1 Franc Paysan = 1 Franc suisse
Plus-value (idéalement 20%) pour le consommateur
Circulation dynamique en circuit court
Seuls les producteurs membres de l'association peuvent récupérer des Francs suisses en échange de Francs Paysans
Les producteurs commercialisent en priorité leurs propres produits
Placement éthique de la totalité du montant des Francs Paysans en circulation
Mais l'effort ne sera pas fourni par les producteurs: pour eux, pas de rabais à offrir aux clients réglant la note en Francs paysans. L'idée est d'approcher des entreprises ou collectivités, qui pourraient verser à leurs salariés des primes exemptes de prestations sociales (jusqu'à hauteur de 500 frs par employé) en «Francs Paysans».
Plusieurs communes de la Riviera et du Pays-d'Enhaut ont également été approchées: «Si les communes ont un budget 'durabilité' ou 'promotion du commerce local', elles peuvent décider d'acheter des «Francs Paysans» et de les revendre à leurs citoyens avec une plus-value», explique Aurélien Roger. Pour l'heure, la commune de Blonay-Saint-Légier a accepté de jouer le jeu, celle de Montreux soutiendra la promotion du projet.
«On accepte la part de risque»
Entre 2020 et 2022, beaucoup de monnaies locales ont été créées un peu partout, mais peu sont encore en circulation aujourd'hui. Les producteurs intéressés par le «Franc Paysan» ne craignent-ils pas un échec similaire?
Chez Potag'Oex dans le Pays d'Enhaut, Bastien Rossier se dit intéressé à rejoindre l'association. Il estime que les monnaies locales ont loupé leur cible: «Ce projet vise à valoriser la vente directe à plus grande échelle qu'une monnaie locale qui veut garder l'argent dans un petit territoire. Il s'agit de ramener les gens à la ferme et j'adhère à ce principe», déclare le co-fondateur de la microferme bio de montagne située aux Moulins.

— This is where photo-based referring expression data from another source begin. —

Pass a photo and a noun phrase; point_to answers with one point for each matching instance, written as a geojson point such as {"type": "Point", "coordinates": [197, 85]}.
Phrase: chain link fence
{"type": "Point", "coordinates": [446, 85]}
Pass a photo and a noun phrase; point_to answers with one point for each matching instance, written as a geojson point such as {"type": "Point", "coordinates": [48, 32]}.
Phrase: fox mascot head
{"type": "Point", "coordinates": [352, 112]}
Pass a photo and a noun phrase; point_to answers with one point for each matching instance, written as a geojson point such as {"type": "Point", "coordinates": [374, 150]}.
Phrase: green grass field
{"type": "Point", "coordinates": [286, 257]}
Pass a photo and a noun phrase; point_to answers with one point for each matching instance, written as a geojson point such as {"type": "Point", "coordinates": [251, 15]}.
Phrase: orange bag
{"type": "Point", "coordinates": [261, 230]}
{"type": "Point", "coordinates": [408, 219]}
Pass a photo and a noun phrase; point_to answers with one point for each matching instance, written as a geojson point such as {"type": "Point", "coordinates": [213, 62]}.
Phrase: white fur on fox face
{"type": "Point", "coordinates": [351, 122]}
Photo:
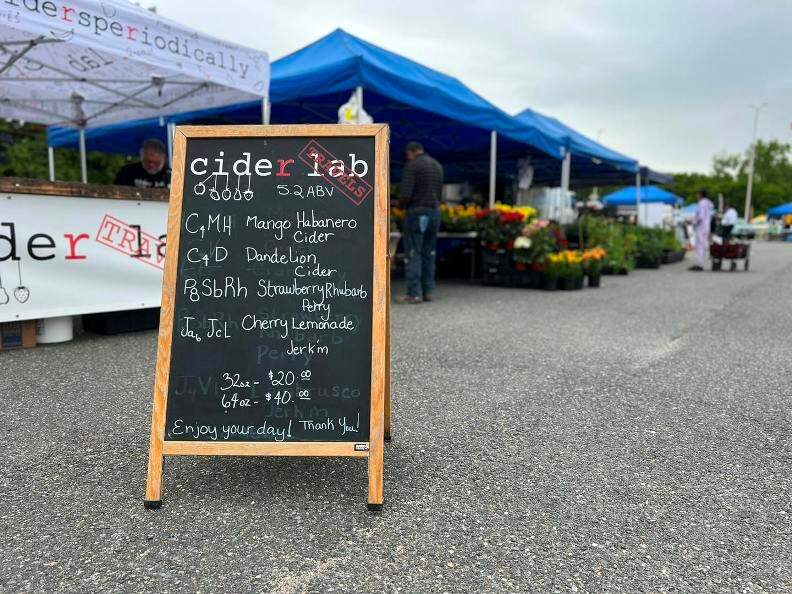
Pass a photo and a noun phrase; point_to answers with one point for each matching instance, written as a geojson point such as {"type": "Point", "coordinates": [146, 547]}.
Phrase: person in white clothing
{"type": "Point", "coordinates": [728, 220]}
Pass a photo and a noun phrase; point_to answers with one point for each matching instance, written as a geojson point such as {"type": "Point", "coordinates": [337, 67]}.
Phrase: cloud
{"type": "Point", "coordinates": [667, 82]}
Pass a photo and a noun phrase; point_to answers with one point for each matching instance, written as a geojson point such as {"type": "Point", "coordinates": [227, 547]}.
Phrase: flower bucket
{"type": "Point", "coordinates": [550, 283]}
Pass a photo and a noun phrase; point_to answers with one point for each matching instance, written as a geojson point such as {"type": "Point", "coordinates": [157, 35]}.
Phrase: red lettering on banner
{"type": "Point", "coordinates": [127, 242]}
{"type": "Point", "coordinates": [318, 158]}
{"type": "Point", "coordinates": [73, 245]}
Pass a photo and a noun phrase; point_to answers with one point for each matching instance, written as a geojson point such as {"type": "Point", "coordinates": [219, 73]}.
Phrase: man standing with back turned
{"type": "Point", "coordinates": [419, 193]}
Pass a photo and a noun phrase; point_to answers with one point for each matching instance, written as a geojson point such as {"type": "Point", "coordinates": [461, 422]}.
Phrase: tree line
{"type": "Point", "coordinates": [23, 153]}
{"type": "Point", "coordinates": [772, 183]}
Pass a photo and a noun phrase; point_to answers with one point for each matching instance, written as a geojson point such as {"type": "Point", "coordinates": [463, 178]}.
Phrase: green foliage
{"type": "Point", "coordinates": [670, 241]}
{"type": "Point", "coordinates": [729, 177]}
{"type": "Point", "coordinates": [618, 241]}
{"type": "Point", "coordinates": [23, 153]}
{"type": "Point", "coordinates": [649, 244]}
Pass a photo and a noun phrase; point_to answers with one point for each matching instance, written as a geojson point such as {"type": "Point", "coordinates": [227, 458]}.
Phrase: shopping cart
{"type": "Point", "coordinates": [732, 251]}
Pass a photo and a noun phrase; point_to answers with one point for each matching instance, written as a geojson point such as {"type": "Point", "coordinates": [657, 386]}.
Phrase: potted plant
{"type": "Point", "coordinates": [570, 270]}
{"type": "Point", "coordinates": [551, 271]}
{"type": "Point", "coordinates": [672, 249]}
{"type": "Point", "coordinates": [592, 264]}
{"type": "Point", "coordinates": [649, 247]}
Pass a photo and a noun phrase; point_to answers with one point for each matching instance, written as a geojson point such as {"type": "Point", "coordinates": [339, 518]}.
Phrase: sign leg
{"type": "Point", "coordinates": [153, 498]}
{"type": "Point", "coordinates": [387, 356]}
{"type": "Point", "coordinates": [375, 476]}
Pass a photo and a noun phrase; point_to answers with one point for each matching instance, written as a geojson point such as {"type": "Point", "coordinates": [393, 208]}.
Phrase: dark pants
{"type": "Point", "coordinates": [420, 246]}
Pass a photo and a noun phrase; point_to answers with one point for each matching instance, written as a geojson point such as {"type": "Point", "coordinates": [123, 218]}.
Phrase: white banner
{"type": "Point", "coordinates": [67, 256]}
{"type": "Point", "coordinates": [106, 61]}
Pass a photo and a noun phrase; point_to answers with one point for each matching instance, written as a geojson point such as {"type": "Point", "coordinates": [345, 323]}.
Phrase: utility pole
{"type": "Point", "coordinates": [751, 163]}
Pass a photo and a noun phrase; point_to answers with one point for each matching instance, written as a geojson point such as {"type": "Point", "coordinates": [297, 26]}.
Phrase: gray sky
{"type": "Point", "coordinates": [666, 81]}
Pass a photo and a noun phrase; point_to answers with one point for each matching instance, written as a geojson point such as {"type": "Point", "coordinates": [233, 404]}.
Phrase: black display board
{"type": "Point", "coordinates": [273, 296]}
{"type": "Point", "coordinates": [273, 333]}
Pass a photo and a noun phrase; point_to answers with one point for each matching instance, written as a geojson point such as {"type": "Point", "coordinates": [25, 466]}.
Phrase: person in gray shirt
{"type": "Point", "coordinates": [420, 192]}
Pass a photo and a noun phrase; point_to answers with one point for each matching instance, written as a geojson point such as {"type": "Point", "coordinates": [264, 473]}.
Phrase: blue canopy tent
{"type": "Point", "coordinates": [588, 159]}
{"type": "Point", "coordinates": [779, 211]}
{"type": "Point", "coordinates": [455, 124]}
{"type": "Point", "coordinates": [649, 195]}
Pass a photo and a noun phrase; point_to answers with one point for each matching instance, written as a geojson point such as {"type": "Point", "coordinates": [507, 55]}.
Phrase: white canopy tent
{"type": "Point", "coordinates": [88, 62]}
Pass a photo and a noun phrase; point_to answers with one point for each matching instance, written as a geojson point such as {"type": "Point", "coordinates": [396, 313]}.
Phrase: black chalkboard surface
{"type": "Point", "coordinates": [275, 294]}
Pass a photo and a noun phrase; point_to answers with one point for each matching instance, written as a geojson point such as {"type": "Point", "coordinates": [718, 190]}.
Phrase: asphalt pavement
{"type": "Point", "coordinates": [632, 438]}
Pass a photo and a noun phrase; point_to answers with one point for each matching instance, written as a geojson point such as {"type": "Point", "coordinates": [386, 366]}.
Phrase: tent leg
{"type": "Point", "coordinates": [566, 172]}
{"type": "Point", "coordinates": [265, 111]}
{"type": "Point", "coordinates": [493, 164]}
{"type": "Point", "coordinates": [51, 159]}
{"type": "Point", "coordinates": [359, 99]}
{"type": "Point", "coordinates": [83, 163]}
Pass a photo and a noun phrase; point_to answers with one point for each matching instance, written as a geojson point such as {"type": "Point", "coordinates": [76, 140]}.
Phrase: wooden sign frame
{"type": "Point", "coordinates": [379, 428]}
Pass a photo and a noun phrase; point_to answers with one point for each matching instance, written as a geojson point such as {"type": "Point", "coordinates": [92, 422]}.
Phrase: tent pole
{"type": "Point", "coordinates": [566, 170]}
{"type": "Point", "coordinates": [493, 164]}
{"type": "Point", "coordinates": [171, 130]}
{"type": "Point", "coordinates": [265, 110]}
{"type": "Point", "coordinates": [83, 163]}
{"type": "Point", "coordinates": [51, 159]}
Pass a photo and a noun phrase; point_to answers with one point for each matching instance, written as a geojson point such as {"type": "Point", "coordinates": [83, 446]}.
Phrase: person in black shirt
{"type": "Point", "coordinates": [150, 172]}
{"type": "Point", "coordinates": [420, 192]}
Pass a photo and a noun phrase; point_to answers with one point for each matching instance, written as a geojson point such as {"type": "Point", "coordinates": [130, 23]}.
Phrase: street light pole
{"type": "Point", "coordinates": [749, 189]}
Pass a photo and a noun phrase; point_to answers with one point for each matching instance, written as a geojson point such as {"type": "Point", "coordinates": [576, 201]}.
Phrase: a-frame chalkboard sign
{"type": "Point", "coordinates": [274, 331]}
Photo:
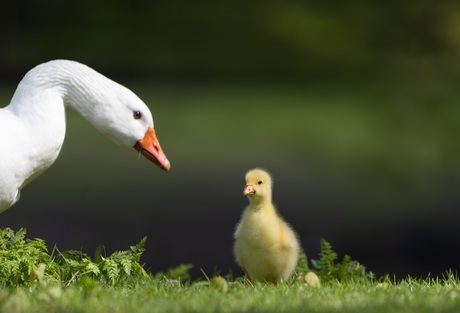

Au Domaine du Brantard à Denens, Antoine Sauty se dit confiant: «Toutes proportions gardées, on accepte la part de risque. Si cela ne marche pas, ce ne devrait pas être une grosse perte économique, mais il y aura une certaine tristesse, car on a envie d'y croire et de tenter l'aventure!»
Ce producteur de vins et spiritueux salue «une initiative portée par des gens impliqués dans le monde agricole». Il voit aussi le potentiel du projet: «La frange d'avantages proposés incitera le consommateur à venir, cela va permettre de toucher les gens et de leur montrer qui on est et ce qu'on fait. C'est aussi de la visibilité et de la communication».
Outre l'arrivée d'une potentielle nouvelle clientèle, Bastien Rossier se réjouit de rencontrer d'autres producteurs: «Le réseautage entre les membres de l'association est aussi un aspect sympa: nous partageons les mêmes valeurs, nous pourrons mettre nos idées en commun et peut-être créer des collaborations».
Une phase pilote pour tâter le terrain
L'association va elle-même tenter de récolter des fonds pour offrir une plus-value au «Franc Paysan»: «Nous voulons obtenir 300'000 francs en 2025, ce qui nous permettra d'imprimer davantage de billets, de lancer une version numérique de la monnaie et d'engager une personne à temps partiel, car nous sommes pour l'instant tous bénévoles», souligne Aurélien Roger.
Fraîchement imprimés, les premiers billets seront mis en circulation le 10 septembre. Le comité se donne six mois pour recruter davantage de producteurs acceptant le «Franc Paysan».
Ce laps de temps permettra aussi de dégager les premières statistiques sur les habitudes des utilisateurs de cette monnaie et sur les besoins en termes de producteurs locaux. À terme, l'objectif est ambitieux: faire circuler le «Franc Paysan» dans toute la Suisse romande.